I still have much to learn, but myself and the comrades around me who are rejecting the ISO’s former ways all have a fundamental emotional and political comprehension that you all lack.

I have been granted a model of dealing with one’s demons — I cannot fully express what a privilege that is. I have been granted the necessary tools to walk the difficult path of tackling one’s very self. It’s one of the foundational features of happiness, and one that, it seems apparent to me, none of you possess. You would not be acting this way if you did. While that may be an explanation for your abusive ways, it is not an excuse.


THERE IS a way forward for you. Currently, you are festering in shame and hatred for the exposure of your ways. Currently, you are attacking survivors of your own abuse, covering up that abuse and denying of the necessity of being held accountable. Currently, you are perpetuating rape culture and abuse.

And while it may be understandable, as you are human beings raised under the harsh emotional mind-fuckery of capitalism, it is fundamentally inexcusable.

You have all been blinded by your egos. The celebritization — or at least unaccountable leadership and unqualified respect — you each experienced throughout your time in the ISO has gotten to your heads.

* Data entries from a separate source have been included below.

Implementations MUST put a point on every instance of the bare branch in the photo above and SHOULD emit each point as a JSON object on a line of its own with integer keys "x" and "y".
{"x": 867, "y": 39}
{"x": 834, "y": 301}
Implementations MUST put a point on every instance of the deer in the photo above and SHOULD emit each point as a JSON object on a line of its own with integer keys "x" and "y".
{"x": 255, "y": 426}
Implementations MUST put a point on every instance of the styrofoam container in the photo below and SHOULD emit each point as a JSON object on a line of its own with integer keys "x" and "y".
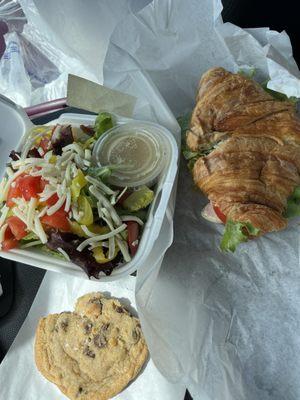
{"x": 156, "y": 212}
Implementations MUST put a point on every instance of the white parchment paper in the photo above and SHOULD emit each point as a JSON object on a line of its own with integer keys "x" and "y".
{"x": 227, "y": 326}
{"x": 20, "y": 379}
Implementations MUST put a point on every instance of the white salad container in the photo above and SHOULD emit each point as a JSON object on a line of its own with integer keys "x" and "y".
{"x": 12, "y": 138}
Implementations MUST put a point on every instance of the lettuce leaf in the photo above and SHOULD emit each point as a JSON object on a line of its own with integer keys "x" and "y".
{"x": 277, "y": 95}
{"x": 293, "y": 204}
{"x": 103, "y": 123}
{"x": 236, "y": 233}
{"x": 191, "y": 156}
{"x": 249, "y": 73}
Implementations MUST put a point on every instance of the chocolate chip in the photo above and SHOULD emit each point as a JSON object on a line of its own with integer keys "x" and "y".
{"x": 64, "y": 325}
{"x": 96, "y": 300}
{"x": 88, "y": 352}
{"x": 100, "y": 340}
{"x": 87, "y": 328}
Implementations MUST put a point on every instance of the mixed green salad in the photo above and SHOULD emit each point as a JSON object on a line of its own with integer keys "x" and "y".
{"x": 55, "y": 199}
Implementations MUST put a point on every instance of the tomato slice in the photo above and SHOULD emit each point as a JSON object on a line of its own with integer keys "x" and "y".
{"x": 57, "y": 220}
{"x": 30, "y": 186}
{"x": 133, "y": 234}
{"x": 220, "y": 215}
{"x": 17, "y": 227}
{"x": 9, "y": 242}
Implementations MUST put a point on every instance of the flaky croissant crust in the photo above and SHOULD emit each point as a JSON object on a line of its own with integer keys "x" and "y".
{"x": 255, "y": 165}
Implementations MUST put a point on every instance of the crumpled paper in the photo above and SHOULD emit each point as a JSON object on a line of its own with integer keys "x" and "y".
{"x": 19, "y": 377}
{"x": 226, "y": 325}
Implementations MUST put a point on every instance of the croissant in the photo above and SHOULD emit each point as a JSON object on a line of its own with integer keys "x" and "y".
{"x": 252, "y": 142}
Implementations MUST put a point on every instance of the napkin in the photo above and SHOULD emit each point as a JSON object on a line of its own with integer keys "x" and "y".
{"x": 19, "y": 377}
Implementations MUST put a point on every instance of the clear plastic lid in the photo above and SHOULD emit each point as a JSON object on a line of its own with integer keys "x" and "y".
{"x": 138, "y": 151}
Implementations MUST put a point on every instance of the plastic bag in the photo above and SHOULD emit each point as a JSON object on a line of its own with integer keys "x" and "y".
{"x": 59, "y": 38}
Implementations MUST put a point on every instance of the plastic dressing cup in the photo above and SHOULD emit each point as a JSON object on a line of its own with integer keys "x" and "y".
{"x": 136, "y": 151}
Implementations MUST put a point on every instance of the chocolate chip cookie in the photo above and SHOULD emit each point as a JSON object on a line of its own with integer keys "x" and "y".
{"x": 92, "y": 353}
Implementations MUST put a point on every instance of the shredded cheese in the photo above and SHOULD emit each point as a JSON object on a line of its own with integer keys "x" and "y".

You have all lost the ability to see any rationality.

There are others who were also granted this dysfunctional power dynamic and abused that power, but who have been able to acknowledge it and not defend it. The difference between you and them is that they are taking accountability and choosing the right path forward.

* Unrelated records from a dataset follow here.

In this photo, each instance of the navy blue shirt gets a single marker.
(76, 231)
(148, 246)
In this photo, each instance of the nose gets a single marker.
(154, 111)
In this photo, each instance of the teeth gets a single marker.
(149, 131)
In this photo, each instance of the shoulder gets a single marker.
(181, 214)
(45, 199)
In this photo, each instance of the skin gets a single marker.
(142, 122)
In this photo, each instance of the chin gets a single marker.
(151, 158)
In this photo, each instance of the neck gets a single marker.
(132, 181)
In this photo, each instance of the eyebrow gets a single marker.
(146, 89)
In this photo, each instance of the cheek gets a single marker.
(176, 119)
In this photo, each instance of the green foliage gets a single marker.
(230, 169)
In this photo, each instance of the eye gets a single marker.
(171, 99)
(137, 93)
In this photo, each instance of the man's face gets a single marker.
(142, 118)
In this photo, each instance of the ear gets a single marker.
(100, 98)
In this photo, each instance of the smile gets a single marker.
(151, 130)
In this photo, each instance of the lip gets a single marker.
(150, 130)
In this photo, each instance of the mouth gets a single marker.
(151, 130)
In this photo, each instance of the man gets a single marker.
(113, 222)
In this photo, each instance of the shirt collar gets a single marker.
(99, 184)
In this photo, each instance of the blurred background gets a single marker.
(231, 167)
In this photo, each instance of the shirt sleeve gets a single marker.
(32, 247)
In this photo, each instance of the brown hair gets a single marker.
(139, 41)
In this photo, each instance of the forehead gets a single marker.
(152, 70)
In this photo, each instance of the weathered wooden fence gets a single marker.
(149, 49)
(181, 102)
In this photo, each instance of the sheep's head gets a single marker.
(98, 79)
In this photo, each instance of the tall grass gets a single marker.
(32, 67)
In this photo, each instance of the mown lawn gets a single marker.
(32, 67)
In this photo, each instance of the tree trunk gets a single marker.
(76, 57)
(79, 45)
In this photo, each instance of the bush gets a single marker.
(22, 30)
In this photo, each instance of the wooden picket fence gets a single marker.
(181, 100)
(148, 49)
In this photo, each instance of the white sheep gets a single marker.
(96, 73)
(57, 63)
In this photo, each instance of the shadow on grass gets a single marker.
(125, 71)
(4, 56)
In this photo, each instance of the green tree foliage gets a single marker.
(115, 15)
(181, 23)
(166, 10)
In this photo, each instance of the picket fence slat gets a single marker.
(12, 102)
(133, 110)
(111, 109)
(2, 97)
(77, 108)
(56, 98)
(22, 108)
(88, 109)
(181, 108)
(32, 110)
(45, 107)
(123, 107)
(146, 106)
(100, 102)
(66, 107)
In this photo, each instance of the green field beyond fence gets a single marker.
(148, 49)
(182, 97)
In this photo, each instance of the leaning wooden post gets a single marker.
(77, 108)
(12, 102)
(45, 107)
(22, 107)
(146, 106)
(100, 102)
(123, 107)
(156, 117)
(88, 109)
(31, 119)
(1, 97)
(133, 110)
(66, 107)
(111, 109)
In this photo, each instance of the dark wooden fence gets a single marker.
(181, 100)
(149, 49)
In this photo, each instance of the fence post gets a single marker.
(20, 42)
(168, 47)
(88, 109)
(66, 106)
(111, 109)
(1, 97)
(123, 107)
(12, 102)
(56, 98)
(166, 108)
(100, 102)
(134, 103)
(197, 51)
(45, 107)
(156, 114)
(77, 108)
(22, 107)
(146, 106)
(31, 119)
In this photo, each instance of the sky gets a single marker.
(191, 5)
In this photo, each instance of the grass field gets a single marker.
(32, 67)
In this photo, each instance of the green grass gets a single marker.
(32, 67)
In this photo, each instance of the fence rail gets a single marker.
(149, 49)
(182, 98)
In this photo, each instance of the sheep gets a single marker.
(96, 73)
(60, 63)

Furthermore, the insular culture within the ISO — you could even call it a cultish tendency, which is more common in political organizations than people think — granted you even more security in your abuse. Because, fundamentally, you made the rules. While you claimed that that there would be a higher standard in our organization than the judicial system and all the other unjust institutions under capitalism, in reality, you mimicked them all perfectly — like a wolf in sheep’s clothing.

At least in broader society — from Hollywood to mainstream politics — major public figures have to deal with intense public criticism alongside the absurd levels of adoration. But you got to shut any criticism down. You got to silence and invalidate. You got to completely eradicate anybody, singular or plural, who would dare take a stance against you.

In so doing, you sent out the gut-wrenching message that anybody who dared disagree with you would meet the same fate. I shall spare you the obvious parallels of your actions with those of any number of oppressors in our world’s tragic history.

Do the work. That is your one option here. Take time — serious time (I will not be engaging with any of you further than this for at least a year) — and assess your selves, your demons, your motives and your actions. Be honest with yourselves. Take off your masks, at the very least in front of the mirror.

Sadly, you are not alone. Far too many on the left take your same positions, and make your same mistakes. It is, in my opinion, a major contributing factor as to why we have not yet achieved socialism.

The time has come for the left to drop the abusive assumption that the emotional is in anyway estranged from the political. That the private is divorced from the public. That feelings don’t goddamn matter. There are no such thing as “personal issues” that are not political. People are political — and therefore so are all of our issues.

You’ve broken my heart. Please try mending yours.